As a tenant, Andy finds his time is reasonably evenly divided between chambers and court. Typically he will be in court two or three days a week, working on a varied caseload encompassing everything from financial matters, sorting out the division of money and other assets on divorce, to cases involving children and residence issues. Of course, those court appearances also produce a lot of paperwork – preparing notes, skeleton arguments, position statements, asset schedules and other related documents. That said, he also points out that there is no such thing as a typical week at the family Bar. “There can be a lot of sitting around and waiting to be called, so that involves speaking to clients – reassuring them and advising them while at court,” he says. “Then you also get other drafting work: doing witness statements, preparing questionnaires for the other side or analysing bank statements. Every week is different. Some weeks are filled with just one case; others you are sat in chambers doing a witness statement that takes three days; or you might find yourself doing five days in court on five different cases. There is no consistency other than the lack of consistency, really.”
“If you do a case, finish it and come back thinking that you want to do another, that’s definitely a good sign”
As in other areas, the scale of the cases that a family barrister works on tends to increase as they get more senior. However, there are times when more junior members of chambers – even pupils – can find themselves working on more challenging briefs. “Some of the cases I had when I was a pupil were more complex than a number of the cases I’m doing now,” suggests Andy. “The reason is that as a pupil you are the cheapest person in chambers, so if someone wants a barrister but doesn’t have a lot of money, a pupil may well be their only option. On the whole, my cases are now more complex; but the most complex cases in pupillage were more difficult than the simplest ones I get now.”
The cuts to legal aid made in 2013 are one reason why junior barristers are increasingly a first port of call, and the ramifications do not stop there. Not only have they seen a reduction in the amount of work that reaches the Bar (although Andy suggests that the profession is starting to come to terms with the need to restructure practices to adapt to that loss), but the subsequent increase in the number of litigants in person has also put a strain on the system – something again which the profession and the government are now trying to accommodate.

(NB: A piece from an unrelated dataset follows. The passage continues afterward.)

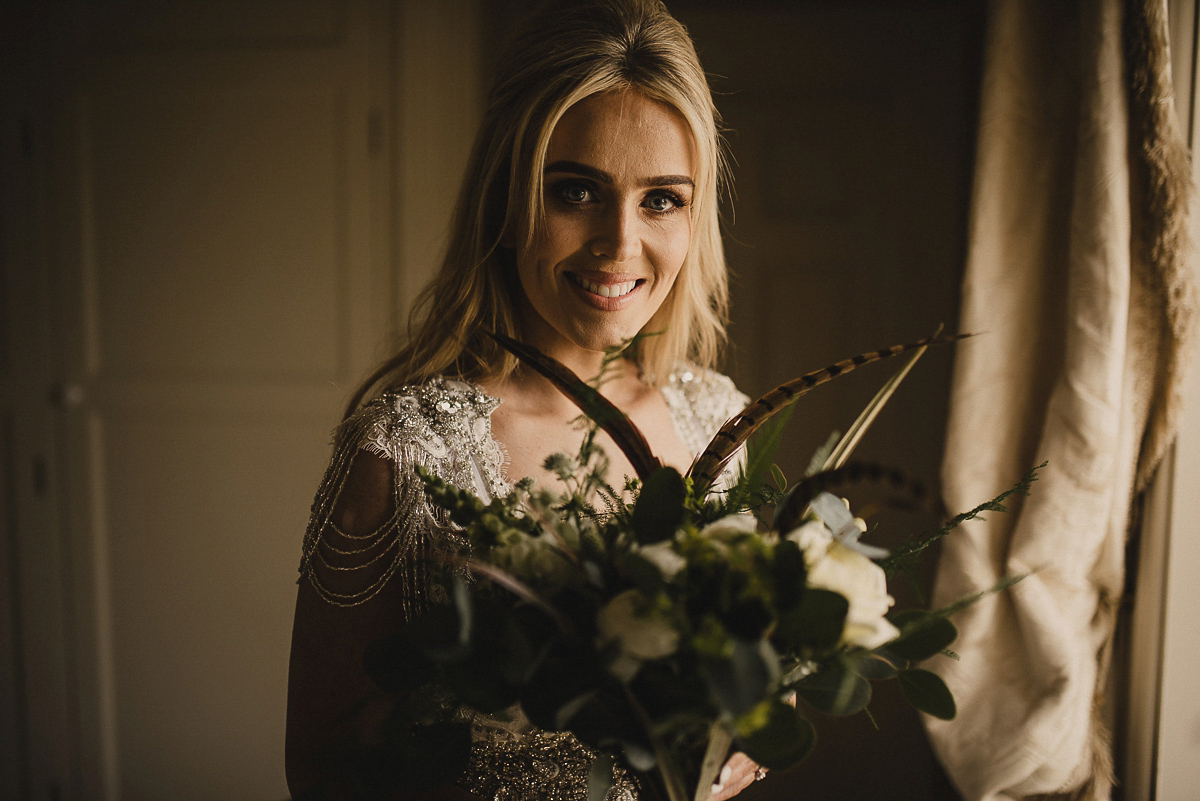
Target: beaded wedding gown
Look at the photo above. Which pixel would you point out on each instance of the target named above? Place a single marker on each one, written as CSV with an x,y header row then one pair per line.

“There is a drive to make family law less impenetrable for litigants in person,” he explains. “So if somebody goes to court, they are not immediately thrust into a dispute with another lawyer and potentially their former partner. There are now more ways to resolve disputes in a better, more efficient manner – including an increase in alternative dispute resolution. The hope is that more people can come to terms before going to court – not least because of the long delays facing the court system as a result of the fact there are more cases, taking longer to resolve due to the lack of proper representation.”
Family barristers need a range of skills depending on the work they are handling at the time. As they may be faced with extremely sensitive situations involving feuding partners or children, the ability to pour oil on troubled waters is paramount. It is also useful to be able to read people and how they might react to different legal approaches in court. Andy further points out that some financial savvy is handy when dealing with matrimonial finance work: “It’s definitely useful to have a good head for numbers and to have an understanding of how things which impact on people when they get divorced, like pensions and tax on dividends, work.”